Ceuta : 60 000 migrants refoulés, l’Afrique humiliée aux portes de l’Europe
Par Nafissatou Diallo
Ceuta, enclave espagnole en terre marocaine, a été le théâtre d’une tragédie humaine que l’on croyait réservée aux pages sombres de l’histoire coloniale. Selon le gouvernement de Madrid, « la quasi-totalité » des dizaines de milliers de migrants entrés ces derniers jours dans cette enclave sont déjà retournés au Maroc. Un chiffre officiel fait état de 48 000 personnes refoulées, mais les autorités locales évoquent 60 000 âmes en quête d’un avenir meilleur. Derrière ces statistiques, il y a des vies, des espoirs brisés et une leçon amère pour l’Afrique.
Les images sont cruelles. Des soldats espagnols poussent les migrants vers la sortie sur la corniche de Ceuta. À quelques mètres, deux hommes épuisés sortent de l’eau, s’écroulant sur le sable après avoir nagé pour fuir la misère. « Un ami m’a appelé, il m’a dit que la frontière était ouverte », raconte Soufiane, un Marocain de 42 ans, arrivé à Ceuta en nageant « trois, cinq minutes ». Son rêve : rejoindre Madrid pour voir sa mère atteinte de leucémie. « Tout le monde veut monter en Espagne et souhaite avoir un bon avenir, qu’ils n’ont pas au Maroc », confie-t-il, résumant le désespoir de tout un peuple.
Au moins 34 morts en mer, dont beaucoup par noyade. Ce chiffre, donné par le gouvernement local de Ceuta, est un cri d’alarme. Chaque corps repêché est une accusation contre un système mondial qui ferme ses portes aux plus démunis. Pendant ce temps, Madrid installe une barrière pneumatique de 500 mètres dans la Méditerranée pour empêcher les traversées à la nage.
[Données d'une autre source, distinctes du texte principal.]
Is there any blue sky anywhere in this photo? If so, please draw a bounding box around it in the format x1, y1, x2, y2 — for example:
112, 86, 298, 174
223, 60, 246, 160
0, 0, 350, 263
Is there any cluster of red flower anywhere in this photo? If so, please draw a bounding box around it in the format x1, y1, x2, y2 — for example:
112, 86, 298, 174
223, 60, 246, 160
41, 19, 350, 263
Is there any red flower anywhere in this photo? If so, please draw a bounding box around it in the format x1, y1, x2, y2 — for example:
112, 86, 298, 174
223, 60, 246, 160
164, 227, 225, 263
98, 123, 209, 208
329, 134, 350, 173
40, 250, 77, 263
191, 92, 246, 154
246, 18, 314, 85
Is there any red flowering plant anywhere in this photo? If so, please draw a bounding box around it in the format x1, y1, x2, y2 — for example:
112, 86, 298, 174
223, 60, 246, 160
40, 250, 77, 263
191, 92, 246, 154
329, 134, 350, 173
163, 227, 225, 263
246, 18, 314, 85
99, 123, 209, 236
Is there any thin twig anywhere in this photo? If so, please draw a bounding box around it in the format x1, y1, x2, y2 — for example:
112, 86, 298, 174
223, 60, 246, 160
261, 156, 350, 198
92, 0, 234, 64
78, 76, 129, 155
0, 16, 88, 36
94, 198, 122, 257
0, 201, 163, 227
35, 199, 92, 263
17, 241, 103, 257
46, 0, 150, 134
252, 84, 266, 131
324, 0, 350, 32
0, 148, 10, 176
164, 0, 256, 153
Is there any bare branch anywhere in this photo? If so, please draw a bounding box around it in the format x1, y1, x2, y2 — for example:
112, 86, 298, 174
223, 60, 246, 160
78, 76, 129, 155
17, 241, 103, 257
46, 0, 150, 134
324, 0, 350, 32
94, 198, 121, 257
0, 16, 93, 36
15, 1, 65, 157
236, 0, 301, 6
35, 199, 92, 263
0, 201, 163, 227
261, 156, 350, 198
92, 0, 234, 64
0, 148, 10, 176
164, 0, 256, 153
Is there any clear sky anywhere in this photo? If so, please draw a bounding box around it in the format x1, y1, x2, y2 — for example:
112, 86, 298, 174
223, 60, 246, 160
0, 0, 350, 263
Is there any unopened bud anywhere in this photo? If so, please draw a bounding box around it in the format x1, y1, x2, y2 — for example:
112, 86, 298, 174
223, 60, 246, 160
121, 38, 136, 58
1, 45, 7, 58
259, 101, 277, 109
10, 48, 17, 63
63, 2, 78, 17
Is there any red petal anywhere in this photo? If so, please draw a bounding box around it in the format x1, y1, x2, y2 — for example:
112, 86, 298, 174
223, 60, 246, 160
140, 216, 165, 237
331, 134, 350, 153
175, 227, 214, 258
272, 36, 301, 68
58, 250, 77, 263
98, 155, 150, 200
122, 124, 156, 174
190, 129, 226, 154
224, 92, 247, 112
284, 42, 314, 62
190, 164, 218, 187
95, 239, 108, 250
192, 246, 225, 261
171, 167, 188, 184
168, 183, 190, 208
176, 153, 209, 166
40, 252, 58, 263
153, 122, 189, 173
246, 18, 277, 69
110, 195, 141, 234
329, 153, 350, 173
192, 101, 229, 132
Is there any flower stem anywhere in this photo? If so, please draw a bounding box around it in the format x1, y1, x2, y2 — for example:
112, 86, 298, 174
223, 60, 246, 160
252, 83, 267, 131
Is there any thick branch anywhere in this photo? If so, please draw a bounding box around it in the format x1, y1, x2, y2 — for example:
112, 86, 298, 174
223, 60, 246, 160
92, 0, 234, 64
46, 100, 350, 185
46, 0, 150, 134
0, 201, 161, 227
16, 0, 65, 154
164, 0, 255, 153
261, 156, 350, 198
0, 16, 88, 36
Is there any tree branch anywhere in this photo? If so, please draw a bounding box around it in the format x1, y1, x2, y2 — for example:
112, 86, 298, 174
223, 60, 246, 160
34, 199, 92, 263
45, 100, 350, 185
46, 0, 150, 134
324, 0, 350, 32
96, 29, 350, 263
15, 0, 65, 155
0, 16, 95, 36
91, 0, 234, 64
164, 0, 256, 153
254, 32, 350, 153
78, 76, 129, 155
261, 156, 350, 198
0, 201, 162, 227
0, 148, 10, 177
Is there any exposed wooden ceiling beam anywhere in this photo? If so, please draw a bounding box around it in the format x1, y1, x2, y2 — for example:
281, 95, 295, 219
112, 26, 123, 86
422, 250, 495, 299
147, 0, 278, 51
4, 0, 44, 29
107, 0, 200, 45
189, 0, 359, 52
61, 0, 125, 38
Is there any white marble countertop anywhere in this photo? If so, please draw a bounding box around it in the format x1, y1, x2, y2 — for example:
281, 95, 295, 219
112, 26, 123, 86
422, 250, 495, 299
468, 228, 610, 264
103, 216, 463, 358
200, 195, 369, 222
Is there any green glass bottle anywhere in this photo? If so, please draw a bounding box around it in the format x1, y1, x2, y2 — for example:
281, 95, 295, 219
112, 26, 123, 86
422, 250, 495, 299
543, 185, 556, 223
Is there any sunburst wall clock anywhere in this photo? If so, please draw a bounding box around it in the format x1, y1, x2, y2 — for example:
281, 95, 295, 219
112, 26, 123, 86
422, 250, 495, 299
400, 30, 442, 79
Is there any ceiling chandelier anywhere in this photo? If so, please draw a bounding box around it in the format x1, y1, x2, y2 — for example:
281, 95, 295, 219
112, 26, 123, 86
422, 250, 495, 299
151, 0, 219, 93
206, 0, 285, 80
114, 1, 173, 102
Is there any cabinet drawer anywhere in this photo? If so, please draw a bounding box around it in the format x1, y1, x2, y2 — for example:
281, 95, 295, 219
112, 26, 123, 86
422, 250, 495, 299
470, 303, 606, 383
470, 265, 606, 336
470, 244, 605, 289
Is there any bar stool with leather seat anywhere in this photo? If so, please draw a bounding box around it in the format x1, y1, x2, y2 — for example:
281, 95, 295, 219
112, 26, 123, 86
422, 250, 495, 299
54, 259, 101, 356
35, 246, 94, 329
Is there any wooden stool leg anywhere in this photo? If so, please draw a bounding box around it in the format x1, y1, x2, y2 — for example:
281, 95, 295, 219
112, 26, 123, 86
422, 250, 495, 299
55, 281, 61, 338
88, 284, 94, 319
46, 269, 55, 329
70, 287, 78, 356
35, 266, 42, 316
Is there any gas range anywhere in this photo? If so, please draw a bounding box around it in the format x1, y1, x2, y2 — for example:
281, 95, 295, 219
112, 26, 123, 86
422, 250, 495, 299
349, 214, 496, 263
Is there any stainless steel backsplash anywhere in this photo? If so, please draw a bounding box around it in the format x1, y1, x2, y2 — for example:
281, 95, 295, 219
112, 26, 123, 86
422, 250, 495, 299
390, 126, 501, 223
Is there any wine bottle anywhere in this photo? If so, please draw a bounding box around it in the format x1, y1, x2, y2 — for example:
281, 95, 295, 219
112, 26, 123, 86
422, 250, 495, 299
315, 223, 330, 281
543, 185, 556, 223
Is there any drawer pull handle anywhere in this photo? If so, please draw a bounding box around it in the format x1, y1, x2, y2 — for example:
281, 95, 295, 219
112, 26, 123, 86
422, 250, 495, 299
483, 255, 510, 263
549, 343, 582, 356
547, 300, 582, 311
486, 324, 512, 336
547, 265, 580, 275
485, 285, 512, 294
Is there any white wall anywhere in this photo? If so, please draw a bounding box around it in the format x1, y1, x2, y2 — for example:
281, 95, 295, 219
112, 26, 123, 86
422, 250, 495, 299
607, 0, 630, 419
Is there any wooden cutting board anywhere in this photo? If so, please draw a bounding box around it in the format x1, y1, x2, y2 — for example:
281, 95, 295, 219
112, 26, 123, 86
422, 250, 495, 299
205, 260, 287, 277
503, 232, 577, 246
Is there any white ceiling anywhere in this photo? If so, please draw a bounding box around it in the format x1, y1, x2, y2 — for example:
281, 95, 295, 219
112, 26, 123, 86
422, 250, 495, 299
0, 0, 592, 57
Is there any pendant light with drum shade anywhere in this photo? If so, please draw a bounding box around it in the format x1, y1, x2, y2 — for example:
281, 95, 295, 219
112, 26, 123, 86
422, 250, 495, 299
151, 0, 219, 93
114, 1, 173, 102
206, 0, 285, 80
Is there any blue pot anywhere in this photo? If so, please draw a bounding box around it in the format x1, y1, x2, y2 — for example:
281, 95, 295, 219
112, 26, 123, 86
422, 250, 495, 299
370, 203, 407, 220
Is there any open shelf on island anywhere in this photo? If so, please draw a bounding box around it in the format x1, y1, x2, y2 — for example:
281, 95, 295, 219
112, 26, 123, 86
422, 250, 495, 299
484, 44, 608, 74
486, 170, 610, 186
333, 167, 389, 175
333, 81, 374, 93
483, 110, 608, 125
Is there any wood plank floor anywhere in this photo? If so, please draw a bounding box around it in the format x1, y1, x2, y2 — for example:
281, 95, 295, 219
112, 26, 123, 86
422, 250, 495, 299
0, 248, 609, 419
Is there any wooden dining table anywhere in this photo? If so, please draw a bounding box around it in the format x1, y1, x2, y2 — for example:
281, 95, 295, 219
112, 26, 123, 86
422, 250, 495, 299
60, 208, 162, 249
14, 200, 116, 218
Une technologie de guerre contre des hommes, des femmes et des enfants qui cherchent simplement à survivre.
L’Europe se barricade, l’Afrique saigne
La crise de Ceuta a déclenché une onde de choc dans l’Union européenne. L’Italie a rétabli des contrôles aux frontières aériennes et maritimes avec l’Espagne. La France a déployé 334 policiers et gendarmes supplémentaires à la frontière franco-espagnole, en pleine période estivale. La droite et l’extrême droite européennes hurlent à la « menace migratoire », tandis que Madrid dénonce des propositions « démagogiques ».
Le Premier ministre espagnol Pedro Sánchez, pourtant favorable à une approche plus ouverte, a parlé d’« une attaque, une violation de l’intégrité territoriale de l’Espagne ». Il accuse des « mafias » d’avoir répandu la rumeur de l’ouverture de la frontière. Mais au-delà des discours, une réalité s’impose : l’Afrique est traitée comme une menace, non comme un partenaire.
À Washington, Donald Trump, en conflit ouvert avec Sánchez, a qualifié les images de Ceuta d’« invasion d’un pays ». Une rhétorique qui rappelle les pires heures de la guerre froide et du colonialisme. Pendant ce temps, à Madrid, des centaines de manifestants anti-migrants scandaient « défendre l’identité espagnole » devant l’ambassade du Maroc.
Quand l’Afrique doit repenser sa souveraineté
Cette crise n’est pas seulement une affaire de frontières. Elle est le symptôme d’un mal plus profond : l’incapacité de l’Afrique à offrir un avenir à sa jeunesse. Les jeunes Marocains, Subsahariens, tous fuient la pauvreté, le chômage, l’absence de perspectives. Mais l’Europe, au lieu de tendre la main, construit des murs, des barrières, des lois.
Nous, peuples africains, devons tirer les leçons de Ceuta. L’unité africaine, prônée par des figures comme Modibo Keïta ou Thomas Sankara, n’est pas un simple slogan. C’est une nécessité vitale. Si nos États étaient capables de garantir le développement, la justice sociale et la dignité à leurs citoyens, ces drames humains n’existeraient pas. La souveraineté africaine ne se négocie pas à Bruxelles ou à Washington. Elle se construit ici, sur notre continent, par la solidarité et le travail collectif.
Les 34 morts de Ceuta sont un appel à l’éveil. L’Afrique doit cesser de mendier des places en Europe et commencer à bâtir son propre avenir. Sinon, les barrières pneumatiques et les contrôles aux frontières ne feront qu’empirer une tragédie qui n’a pas de fin.